After analyzing potential influential observations, no single observation appears to be highly influential based on Cook’s Distance, DFFITS and DFBETAS which are all relatively low.
When the sum of squares of X and Y are equal, the data points all lie on a 45-degree line through the origin which is when the coefficient estimate for the regression of X onto Y is the same as the coefficient estimate for the regression of Y onto X.
set.seed(42)
n <- 100
X <- rnorm(n, mean = 0, sd = 2)
Y <- 0.5 * X + rnorm(n, mean = 0, sd = 1)
model12b <- lm(Y ~ 0 + X) #0 is to make sure there is no intercept
summary(model12b)
##
## Call:
## lm(formula = Y ~ 0 + X)
##
## Residuals:
## Min 1Q Median 3Q Max
## -1.9815 -0.5947 -0.0741 0.4498 2.7669
##
## Coefficients:
## Estimate Std. Error t value Pr(>|t|)
## X 0.5122 0.0438 11.7 <2e-16 ***
## ---
## Signif. codes: 0 '***' 0.001 '**' 0.01 '*' 0.05 '.' 0.1 ' ' 1
##
## Residual standard error: 0.9081 on 99 degrees of freedom
## Multiple R-squared: 0.5801, Adjusted R-squared: 0.5759
## F-statistic: 136.8 on 1 and 99 DF, p-value: < 2.2e-16
model12b_2 <- lm(X ~ 0 + Y)
summary(model12b_2)
##
## Call:
## lm(formula = X ~ 0 + Y)
##
## Residuals:
## Min 1Q Median 3Q Max
## -5.3644 -0.7187 0.1213 1.1146 2.6722
##
## Coefficients:
## Estimate Std.
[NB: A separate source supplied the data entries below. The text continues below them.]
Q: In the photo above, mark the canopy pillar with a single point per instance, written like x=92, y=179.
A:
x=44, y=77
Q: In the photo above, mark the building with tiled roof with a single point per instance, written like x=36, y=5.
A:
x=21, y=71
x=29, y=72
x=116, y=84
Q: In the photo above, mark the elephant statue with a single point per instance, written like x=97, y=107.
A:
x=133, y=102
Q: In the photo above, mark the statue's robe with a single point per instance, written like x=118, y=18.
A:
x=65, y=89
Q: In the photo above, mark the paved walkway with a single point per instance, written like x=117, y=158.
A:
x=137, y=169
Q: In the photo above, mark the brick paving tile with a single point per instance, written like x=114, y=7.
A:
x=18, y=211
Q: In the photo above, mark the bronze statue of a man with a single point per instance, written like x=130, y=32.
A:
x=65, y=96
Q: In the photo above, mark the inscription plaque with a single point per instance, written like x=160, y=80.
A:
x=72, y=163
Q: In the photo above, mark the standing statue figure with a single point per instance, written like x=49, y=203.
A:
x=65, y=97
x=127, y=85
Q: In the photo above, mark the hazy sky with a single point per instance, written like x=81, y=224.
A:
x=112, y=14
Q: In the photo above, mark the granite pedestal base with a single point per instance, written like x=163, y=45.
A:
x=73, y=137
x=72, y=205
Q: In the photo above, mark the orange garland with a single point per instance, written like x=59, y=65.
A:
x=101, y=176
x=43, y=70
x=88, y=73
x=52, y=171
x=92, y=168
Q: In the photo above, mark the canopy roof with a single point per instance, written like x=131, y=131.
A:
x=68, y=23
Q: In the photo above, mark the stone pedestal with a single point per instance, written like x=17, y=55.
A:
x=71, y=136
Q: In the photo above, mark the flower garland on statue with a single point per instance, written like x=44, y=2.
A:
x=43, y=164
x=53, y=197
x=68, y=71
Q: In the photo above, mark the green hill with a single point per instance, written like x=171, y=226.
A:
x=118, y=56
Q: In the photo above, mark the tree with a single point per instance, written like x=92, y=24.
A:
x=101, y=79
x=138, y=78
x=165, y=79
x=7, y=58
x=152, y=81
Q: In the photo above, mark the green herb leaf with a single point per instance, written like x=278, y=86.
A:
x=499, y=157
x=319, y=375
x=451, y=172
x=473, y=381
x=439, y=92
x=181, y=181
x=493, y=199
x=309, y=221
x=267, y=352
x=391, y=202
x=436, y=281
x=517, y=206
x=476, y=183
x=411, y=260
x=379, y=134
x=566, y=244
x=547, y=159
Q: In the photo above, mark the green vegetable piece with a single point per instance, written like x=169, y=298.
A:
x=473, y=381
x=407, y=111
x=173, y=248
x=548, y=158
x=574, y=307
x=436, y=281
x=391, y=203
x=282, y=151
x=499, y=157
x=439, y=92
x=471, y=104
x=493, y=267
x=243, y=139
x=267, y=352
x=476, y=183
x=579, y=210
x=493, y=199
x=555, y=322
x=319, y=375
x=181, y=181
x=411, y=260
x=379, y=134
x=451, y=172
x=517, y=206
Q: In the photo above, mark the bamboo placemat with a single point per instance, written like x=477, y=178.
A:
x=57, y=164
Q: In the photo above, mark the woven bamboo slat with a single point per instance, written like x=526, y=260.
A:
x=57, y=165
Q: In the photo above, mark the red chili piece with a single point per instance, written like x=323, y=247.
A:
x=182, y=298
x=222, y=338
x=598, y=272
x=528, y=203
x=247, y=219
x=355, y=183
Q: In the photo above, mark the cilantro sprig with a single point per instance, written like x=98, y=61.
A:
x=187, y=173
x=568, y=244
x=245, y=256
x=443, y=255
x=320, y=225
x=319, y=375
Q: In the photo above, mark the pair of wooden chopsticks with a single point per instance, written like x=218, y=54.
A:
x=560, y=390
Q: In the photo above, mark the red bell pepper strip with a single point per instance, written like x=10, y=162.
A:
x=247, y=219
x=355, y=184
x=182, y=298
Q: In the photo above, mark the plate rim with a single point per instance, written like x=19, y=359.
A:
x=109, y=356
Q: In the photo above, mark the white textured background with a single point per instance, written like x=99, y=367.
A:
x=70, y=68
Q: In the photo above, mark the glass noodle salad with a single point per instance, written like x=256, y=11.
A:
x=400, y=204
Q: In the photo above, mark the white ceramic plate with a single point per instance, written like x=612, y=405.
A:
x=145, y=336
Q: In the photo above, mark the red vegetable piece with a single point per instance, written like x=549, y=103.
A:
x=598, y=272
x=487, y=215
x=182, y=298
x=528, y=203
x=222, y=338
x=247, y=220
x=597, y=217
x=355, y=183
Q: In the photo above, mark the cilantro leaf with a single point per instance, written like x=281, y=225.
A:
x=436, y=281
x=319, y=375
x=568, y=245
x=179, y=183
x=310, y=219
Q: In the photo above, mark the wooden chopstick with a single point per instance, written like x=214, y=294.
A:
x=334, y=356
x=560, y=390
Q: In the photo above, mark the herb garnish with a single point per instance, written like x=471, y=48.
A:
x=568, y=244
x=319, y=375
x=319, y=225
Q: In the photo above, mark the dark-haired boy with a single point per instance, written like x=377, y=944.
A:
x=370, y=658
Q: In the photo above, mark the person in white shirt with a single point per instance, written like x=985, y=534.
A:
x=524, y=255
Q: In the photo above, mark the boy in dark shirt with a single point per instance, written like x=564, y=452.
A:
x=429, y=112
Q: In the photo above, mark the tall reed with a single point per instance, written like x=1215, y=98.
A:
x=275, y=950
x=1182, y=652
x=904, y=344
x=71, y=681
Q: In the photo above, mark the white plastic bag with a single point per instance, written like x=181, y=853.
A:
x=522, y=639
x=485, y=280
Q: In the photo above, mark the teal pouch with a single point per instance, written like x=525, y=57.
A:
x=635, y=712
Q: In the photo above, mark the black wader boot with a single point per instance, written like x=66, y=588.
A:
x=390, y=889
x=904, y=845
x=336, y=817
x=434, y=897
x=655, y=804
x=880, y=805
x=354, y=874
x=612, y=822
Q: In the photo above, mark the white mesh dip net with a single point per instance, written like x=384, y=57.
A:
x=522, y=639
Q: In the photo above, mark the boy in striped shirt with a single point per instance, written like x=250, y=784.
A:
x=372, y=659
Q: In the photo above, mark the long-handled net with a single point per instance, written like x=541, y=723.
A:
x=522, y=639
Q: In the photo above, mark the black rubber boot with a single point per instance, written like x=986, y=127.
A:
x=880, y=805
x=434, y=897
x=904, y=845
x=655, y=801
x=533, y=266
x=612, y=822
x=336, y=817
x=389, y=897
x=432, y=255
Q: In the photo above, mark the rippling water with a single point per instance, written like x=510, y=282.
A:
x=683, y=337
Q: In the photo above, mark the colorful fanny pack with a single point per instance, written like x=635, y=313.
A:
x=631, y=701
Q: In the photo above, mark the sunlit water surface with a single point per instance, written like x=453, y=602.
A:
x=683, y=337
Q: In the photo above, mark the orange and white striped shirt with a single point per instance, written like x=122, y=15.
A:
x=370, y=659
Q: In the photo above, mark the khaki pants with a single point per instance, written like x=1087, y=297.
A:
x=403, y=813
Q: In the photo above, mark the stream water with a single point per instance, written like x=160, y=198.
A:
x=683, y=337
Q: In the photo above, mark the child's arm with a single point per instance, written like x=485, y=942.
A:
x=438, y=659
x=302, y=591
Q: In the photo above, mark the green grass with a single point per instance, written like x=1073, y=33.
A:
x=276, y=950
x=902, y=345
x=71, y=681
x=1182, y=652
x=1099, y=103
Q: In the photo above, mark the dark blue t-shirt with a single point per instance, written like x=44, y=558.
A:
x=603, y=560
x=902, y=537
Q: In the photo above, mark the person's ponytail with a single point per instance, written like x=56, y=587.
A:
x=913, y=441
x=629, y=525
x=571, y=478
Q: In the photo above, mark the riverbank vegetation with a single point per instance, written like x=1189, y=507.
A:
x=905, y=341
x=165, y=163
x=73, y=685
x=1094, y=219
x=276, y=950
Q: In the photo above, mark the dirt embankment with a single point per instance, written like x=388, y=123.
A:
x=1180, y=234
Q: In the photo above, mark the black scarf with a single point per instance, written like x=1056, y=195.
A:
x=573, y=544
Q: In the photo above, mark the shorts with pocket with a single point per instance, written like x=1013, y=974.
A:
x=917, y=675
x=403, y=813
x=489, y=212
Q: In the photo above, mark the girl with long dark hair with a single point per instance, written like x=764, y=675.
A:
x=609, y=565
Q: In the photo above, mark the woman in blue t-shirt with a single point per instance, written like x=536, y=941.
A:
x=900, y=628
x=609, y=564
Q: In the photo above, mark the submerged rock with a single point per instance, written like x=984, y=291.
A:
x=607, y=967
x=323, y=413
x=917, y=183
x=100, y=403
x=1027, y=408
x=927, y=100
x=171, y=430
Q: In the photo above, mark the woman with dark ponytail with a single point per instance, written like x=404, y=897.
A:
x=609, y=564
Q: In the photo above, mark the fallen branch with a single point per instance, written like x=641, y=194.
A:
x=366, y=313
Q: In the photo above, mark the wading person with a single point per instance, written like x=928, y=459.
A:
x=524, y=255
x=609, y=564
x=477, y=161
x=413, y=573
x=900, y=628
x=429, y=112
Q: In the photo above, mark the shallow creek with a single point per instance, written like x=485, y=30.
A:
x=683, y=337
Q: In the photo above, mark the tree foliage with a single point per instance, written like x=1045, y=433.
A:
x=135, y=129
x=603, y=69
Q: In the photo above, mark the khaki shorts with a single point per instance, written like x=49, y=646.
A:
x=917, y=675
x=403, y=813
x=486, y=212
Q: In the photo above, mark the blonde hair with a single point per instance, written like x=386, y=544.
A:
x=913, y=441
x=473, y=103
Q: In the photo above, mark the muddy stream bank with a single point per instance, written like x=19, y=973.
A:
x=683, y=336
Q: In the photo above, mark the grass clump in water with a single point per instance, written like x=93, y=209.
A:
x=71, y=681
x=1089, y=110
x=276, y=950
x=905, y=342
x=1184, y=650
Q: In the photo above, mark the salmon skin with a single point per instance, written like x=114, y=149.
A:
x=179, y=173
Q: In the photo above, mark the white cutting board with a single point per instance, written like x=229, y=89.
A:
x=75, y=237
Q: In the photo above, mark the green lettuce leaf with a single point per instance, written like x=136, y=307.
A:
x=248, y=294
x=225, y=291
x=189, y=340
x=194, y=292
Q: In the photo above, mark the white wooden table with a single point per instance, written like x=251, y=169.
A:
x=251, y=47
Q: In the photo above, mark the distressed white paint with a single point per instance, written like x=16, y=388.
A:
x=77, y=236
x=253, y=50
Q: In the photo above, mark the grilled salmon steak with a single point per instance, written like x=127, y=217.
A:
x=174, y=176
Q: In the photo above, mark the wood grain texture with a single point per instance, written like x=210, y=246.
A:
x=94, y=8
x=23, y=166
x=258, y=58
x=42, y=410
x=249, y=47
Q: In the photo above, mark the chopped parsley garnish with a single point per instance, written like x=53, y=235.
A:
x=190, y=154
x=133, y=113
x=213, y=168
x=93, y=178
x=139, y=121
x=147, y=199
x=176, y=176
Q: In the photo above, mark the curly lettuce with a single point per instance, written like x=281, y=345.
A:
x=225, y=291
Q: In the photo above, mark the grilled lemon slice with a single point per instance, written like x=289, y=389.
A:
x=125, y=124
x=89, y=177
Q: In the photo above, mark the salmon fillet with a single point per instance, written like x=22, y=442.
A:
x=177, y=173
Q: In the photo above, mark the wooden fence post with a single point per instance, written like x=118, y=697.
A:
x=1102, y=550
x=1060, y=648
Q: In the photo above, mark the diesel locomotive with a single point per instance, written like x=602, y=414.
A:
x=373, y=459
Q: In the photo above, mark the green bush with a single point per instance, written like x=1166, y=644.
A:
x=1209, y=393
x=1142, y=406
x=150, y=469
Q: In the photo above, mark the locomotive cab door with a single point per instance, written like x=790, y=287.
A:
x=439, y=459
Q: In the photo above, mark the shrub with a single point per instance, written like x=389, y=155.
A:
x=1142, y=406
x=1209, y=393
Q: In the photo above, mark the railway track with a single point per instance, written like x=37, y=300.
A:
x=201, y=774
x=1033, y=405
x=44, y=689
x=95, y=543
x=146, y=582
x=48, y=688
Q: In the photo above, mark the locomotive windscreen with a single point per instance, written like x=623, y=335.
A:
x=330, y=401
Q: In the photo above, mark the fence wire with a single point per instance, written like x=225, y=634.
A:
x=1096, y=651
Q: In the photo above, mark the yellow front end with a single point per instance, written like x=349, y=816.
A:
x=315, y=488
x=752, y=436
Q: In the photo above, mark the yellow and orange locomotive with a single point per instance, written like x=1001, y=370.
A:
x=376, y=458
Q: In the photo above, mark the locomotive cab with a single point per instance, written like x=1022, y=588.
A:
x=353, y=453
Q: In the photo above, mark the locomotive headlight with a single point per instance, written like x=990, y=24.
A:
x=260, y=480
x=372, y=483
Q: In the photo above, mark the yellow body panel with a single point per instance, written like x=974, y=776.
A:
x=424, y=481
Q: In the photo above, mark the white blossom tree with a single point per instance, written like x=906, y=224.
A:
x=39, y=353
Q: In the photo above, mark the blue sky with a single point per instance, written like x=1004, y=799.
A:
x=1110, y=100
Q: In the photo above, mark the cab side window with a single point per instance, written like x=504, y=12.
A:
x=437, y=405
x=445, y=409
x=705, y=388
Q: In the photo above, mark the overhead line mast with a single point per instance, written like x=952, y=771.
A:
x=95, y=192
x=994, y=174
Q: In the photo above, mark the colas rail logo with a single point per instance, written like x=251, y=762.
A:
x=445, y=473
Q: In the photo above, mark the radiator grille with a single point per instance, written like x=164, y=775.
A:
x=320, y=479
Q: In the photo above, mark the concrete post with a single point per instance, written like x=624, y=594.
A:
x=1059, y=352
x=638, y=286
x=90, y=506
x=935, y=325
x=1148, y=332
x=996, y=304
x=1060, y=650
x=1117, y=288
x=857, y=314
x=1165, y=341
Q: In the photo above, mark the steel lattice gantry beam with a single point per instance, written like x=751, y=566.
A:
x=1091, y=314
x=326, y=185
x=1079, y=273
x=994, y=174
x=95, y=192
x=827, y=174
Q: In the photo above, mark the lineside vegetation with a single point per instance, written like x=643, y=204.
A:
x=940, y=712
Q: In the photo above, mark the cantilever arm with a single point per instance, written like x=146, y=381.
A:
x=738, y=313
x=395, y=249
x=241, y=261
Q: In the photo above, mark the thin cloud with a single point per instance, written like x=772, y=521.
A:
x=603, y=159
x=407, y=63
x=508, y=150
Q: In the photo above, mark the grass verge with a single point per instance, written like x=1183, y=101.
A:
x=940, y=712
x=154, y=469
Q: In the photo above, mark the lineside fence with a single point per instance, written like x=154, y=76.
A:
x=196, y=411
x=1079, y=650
Error t value Pr(>|t|)
## Y 1.13251 0.09683 11.7 <2e-16 ***
## ---
## Signif. codes: 0 '***' 0.001 '**' 0.01 '*' 0.05 '.' 0.1 ' ' 1
##
## Residual standard error: 1.35 on 99 degrees of freedom
## Multiple R-squared: 0.5801, Adjusted R-squared: 0.5759
## F-statistic: 136.8 on 1 and 99 DF, p-value: < 2.2e-16
Since var(X) != var(Y), the regression coefficients are different.
Y on X coefficient = 0.5122
X on Y coefficient = 1.13251
set.seed(42)
n <- 100
X <- rnorm(n, mean = 0, sd = 1)
Y <- X
model12c <- lm(Y ~ 0 + X)
summary(model12c)
##
## Call:
## lm(formula = Y ~ 0 + X)
##
## Residuals:
## Min 1Q Median 3Q Max
## -1.178e-14 -1.028e-16 1.120e-17 1.112e-16 4.124e-16
##
## Coefficients:
## Estimate Std. Error t value Pr(>|t|)
## X 1.000e+00 1.154e-16 8.668e+15 <2e-16 ***
## ---
## Signif. codes: 0 '***' 0.001 '**' 0.01 '*' 0.05 '.' 0.1 ' ' 1
##
## Residual standard error: 1.196e-15 on 99 degrees of freedom
## Multiple R-squared: 1, Adjusted R-squared: 1
## F-statistic: 7.514e+31 on 1 and 99 DF, p-value: < 2.2e-16
model12c_2 <- lm(X ~ 0 + Y)
summary(model12c_2)
##
## Call:
## lm(formula = X ~ 0 + Y)
##
## Residuals:
## Min 1Q Median 3Q Max
## -1.178e-14 -1.028e-16 1.120e-17 1.112e-16 4.124e-16
##
## Coefficients:
## Estimate Std. Error t value Pr(>|t|)
## Y 1.000e+00 1.154e-16 8.668e+15 <2e-16 ***
## ---
## Signif. codes: 0 '***' 0.001 '**' 0.01 '*' 0.05 '.' 0.1 ' ' 1
##
## Residual standard error: 1.196e-15 on 99 degrees of freedom
## Multiple R-squared: 1, Adjusted R-squared: 1
## F-statistic: 7.514e+31 on 1 and 99 DF, p-value: < 2.2e-16
Since X = Y, their sum of squares are equal, making the coefficients identical (1 and 1).